For this project, my team and I evaluated the feasibility of, modeled, simulated, and tested experimentally the use of a PCB-based stator for integration in a drone-mounted, plug-and-play hybrid powertrain. This hybrid powertrain had already been developed by LiftWorks, who sponsored this project, using a standard radial-flux COTS electric motor to generate electricity.
Coreless motors can provide significant efficiency improvements at a much lower weight than a standard electric motor because, as the name implies, the motor lacks a heavy iron core in which “core losses,” such as eddy currents, can propagate. Coreless motors are difficult to produce using standard copper wires, as the coils are normally supported by this iron core; therefore, the wires have to be intricately woven together to be self-supporting, which increases manufacturing costs.
On the other hand, PCBs are cheap to manufacture, low weight, and their design is well-documented. Therefore, our job was to determine whether a PCB-based stator is worth pursuing by developing and simulating both the stator itself and the new permanent magnet (PM) rotors needed. Additionally, because this project was a graded, mechanical engineering capstone project, we needed to create a custom hardware testbench for these PCBs and collect data using it.
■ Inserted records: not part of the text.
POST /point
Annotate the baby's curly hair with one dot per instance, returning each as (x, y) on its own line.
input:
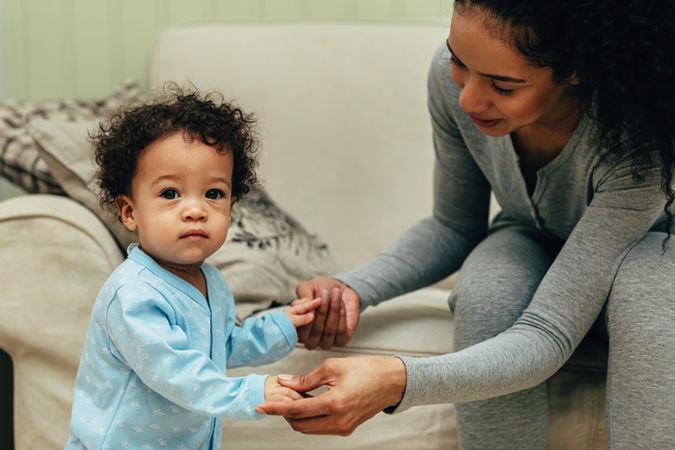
(203, 116)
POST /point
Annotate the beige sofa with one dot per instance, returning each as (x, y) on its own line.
(347, 151)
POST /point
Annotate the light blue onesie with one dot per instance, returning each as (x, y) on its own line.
(152, 372)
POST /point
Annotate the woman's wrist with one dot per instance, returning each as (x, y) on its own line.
(396, 378)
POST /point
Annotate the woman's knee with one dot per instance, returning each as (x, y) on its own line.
(642, 299)
(497, 281)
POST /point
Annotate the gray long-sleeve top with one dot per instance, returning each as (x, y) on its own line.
(592, 204)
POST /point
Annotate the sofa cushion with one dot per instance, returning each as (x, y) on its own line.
(20, 161)
(267, 251)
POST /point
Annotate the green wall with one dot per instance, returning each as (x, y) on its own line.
(85, 48)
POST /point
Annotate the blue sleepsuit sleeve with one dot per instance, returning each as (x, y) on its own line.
(145, 334)
(261, 340)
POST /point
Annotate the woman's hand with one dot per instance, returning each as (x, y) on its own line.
(358, 388)
(301, 311)
(336, 319)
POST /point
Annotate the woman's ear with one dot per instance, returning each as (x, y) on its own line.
(125, 210)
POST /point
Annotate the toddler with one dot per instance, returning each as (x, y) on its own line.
(162, 331)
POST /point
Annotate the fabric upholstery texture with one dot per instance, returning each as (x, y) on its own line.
(267, 251)
(20, 161)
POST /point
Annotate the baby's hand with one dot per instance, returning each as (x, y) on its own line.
(302, 311)
(276, 392)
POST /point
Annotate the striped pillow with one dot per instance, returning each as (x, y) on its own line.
(20, 161)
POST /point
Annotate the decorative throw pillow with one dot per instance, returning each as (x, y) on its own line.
(20, 161)
(267, 251)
To meet LiftWorks' requirements, the generator needed to produce 2kW of 24V 3-phase power at 9500RPM; cooling the PCB enough for it to support the extremely high current (~48A) was therefore a major focus from day one. In practice, a current of this magnitude would introduce such significant copper losses that it would destroy the efficiency of the system - not to mention turn the PCB traces into fuses - so a better route would be to generate a much higher voltage and then downconvert using power electronics, which could be made lightweight and efficient enough for it to be worthwhile. Since our job was to determine the feasibility of PCB stators in general, we instead worked to maximize convective cooling using the rotors while minimizing heat generation through PCB design.
After a lengthy literature review - I highly recommend this 2020 review article by Taqavi and Mirimani if you want a good starting point for the topic - we decided on a single stator, dual rotor (SSDR) topology using concentric PCB coils. Concentric PCB coils suffer greater copper losses than other designs due to their longer trace lengths, but they are easier to parameterize and simulate and were therefore the best option for the scope of this project. Thermal management was to be achieved using the motion of the rotors themselves, with holes and small "fan blade" like protrusions improving airflow. The use of effusion cooling on the PCB itself was also investigated through CFD simulations.
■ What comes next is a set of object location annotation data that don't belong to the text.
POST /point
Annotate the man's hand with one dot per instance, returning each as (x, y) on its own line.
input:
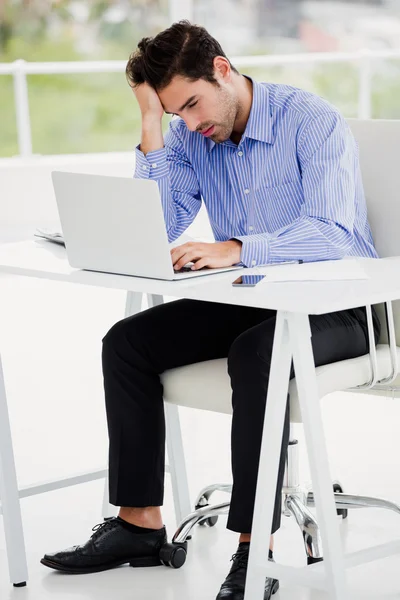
(152, 112)
(218, 254)
(149, 102)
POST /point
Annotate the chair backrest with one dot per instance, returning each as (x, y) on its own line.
(379, 146)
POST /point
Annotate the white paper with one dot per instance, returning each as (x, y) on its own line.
(328, 270)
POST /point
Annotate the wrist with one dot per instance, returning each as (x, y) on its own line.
(236, 247)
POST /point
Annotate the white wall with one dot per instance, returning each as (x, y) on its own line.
(27, 197)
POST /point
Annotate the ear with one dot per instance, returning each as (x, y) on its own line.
(222, 68)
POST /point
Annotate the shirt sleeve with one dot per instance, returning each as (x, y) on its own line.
(327, 155)
(177, 182)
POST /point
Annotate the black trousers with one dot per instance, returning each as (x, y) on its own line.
(138, 349)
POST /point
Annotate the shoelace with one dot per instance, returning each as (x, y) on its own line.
(100, 527)
(241, 558)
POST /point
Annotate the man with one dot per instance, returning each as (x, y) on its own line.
(277, 168)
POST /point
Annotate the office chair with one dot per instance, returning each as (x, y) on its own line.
(206, 385)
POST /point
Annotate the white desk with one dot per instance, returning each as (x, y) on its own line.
(294, 302)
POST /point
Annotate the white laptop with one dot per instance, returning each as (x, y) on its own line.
(116, 225)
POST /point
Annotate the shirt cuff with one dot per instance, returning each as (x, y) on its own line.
(152, 166)
(254, 249)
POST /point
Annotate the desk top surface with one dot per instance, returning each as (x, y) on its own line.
(49, 261)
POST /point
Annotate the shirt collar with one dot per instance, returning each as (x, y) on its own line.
(259, 124)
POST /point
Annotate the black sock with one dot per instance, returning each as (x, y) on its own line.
(135, 528)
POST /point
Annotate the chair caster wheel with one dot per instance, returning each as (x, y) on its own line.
(208, 521)
(311, 560)
(342, 512)
(173, 555)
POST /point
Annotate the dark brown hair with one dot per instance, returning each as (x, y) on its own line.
(182, 49)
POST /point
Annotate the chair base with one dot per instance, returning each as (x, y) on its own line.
(296, 501)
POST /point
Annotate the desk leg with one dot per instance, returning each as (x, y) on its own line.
(303, 359)
(9, 496)
(176, 455)
(133, 305)
(269, 458)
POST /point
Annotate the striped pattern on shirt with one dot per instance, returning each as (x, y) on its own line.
(291, 189)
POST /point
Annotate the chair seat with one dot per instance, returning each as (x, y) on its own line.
(206, 385)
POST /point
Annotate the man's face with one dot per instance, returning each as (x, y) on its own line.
(205, 107)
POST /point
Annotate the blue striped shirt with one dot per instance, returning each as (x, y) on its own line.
(291, 189)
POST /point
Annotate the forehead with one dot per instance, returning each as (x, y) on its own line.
(180, 90)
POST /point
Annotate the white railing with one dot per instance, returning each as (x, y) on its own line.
(19, 69)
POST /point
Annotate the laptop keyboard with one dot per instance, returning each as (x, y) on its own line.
(186, 269)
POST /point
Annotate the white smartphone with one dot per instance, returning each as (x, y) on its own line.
(248, 280)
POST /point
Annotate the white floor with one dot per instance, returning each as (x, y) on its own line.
(50, 342)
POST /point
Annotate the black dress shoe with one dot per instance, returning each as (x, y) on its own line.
(233, 586)
(110, 545)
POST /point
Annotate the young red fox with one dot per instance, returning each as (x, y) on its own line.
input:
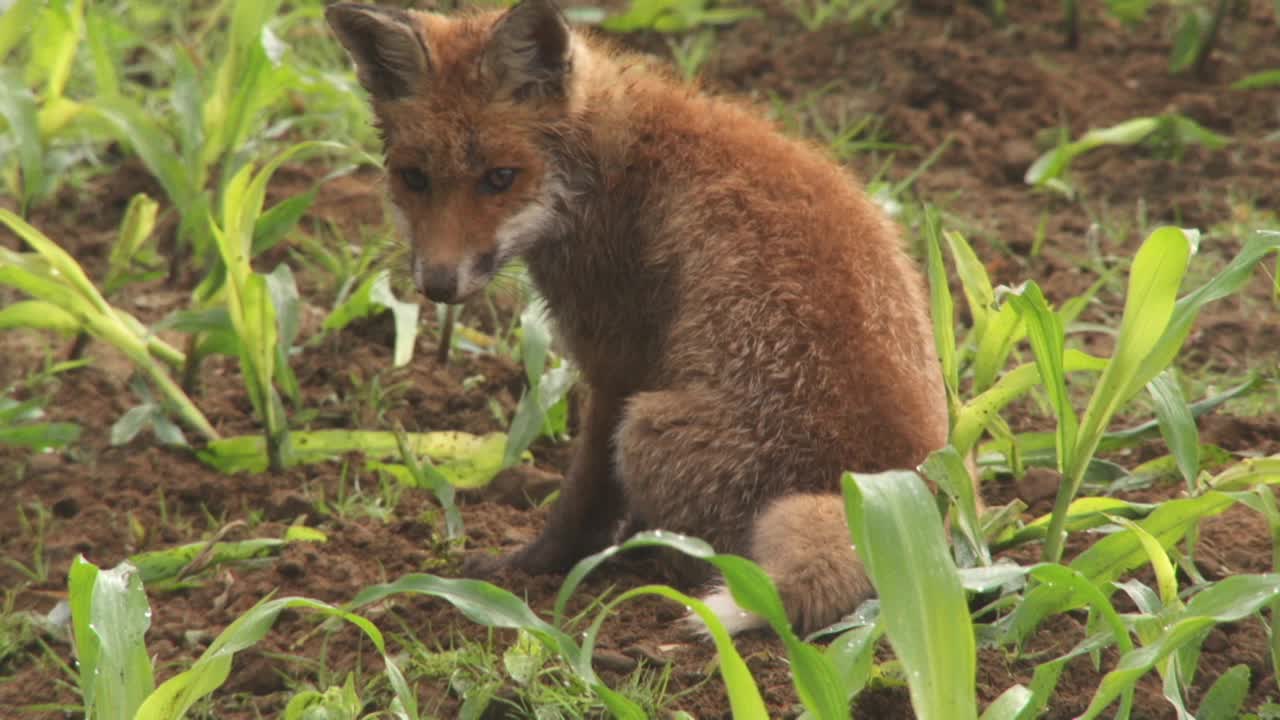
(745, 318)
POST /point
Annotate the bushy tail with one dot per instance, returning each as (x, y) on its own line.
(801, 541)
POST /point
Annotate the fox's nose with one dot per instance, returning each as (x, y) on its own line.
(439, 283)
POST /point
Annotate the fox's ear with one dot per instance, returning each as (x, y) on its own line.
(391, 58)
(529, 51)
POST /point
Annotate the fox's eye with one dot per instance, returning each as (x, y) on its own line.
(415, 180)
(497, 180)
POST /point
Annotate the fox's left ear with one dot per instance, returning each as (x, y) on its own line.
(529, 54)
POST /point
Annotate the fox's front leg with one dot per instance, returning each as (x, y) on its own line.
(589, 506)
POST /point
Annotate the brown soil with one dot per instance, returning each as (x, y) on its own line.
(931, 74)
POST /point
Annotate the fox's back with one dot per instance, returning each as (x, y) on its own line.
(754, 264)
Most of my contributions were toward the EM simulations, PCB modeling, and hardware testbench design. PCBs were generated in KiCAD using Stefano Cottafavi's kimotor plugin, as it saved us a ton of time in scripting our own parameterized stators. These layouts had to be exported as step files, imported to Autodesk Fusion to join all the trace segments together into coherent bodies and add the necessary rotors, exported again as step files, and finally imported to Ansys. A much better workflow would be to generate the coils directly in Ansys using a python script, with the added bonus of being parameterized within Ansys so optimization could be done automatically, but this would have taken prohibitively long given the project was limited to just two quarters.
In Maxwell, the rotors were set to spin at a constant rotational speed, as the exact specifications of the internal combustion engine were not available to us. The drawback of this was that efficiency could not be directly measured because the input power was effectively infinite. Therefore, efficiency was approximated by comparing the output power of different designs to determine which was the relative best. As expected based on the literature, the output voltage of the concentric windings was consistently much higher than the desired specification of 24V, and steps taken to decrease voltage - such as reducing the number of turns per coil - caused decreases in efficiency due to the cross-section through which the magnetic flux passed becoming smaller.
Along with the EM simulations, I also designed a testbench for use in validating the results. We had issues with mechanically balancing the 6” diameter rotors for 9500RPM even without the magnets, so we weren't able to get a permanent magnet array built into the rotors. Additionally, issues with then-new tariffs on Chinese imports caused significant delays that ultimately prevented us from ordering any suitable PCBs from vendors. Therefore, experimental verification of EM performance wasn't possible, but we did get to do some thermal tests by simply running a DC current through a dummy stator which had been ordered earlier. These tests were designed to measure the performance of the rotor design in removing heat from the PCBs; the members of the team who worked on this aspect noted that performance beat expectations based on CFD. The maximum speed achievable with the rotors as machined was only around 3000RPM, so the performance of the properly-balanced design at the intended speed would have been greatly improved.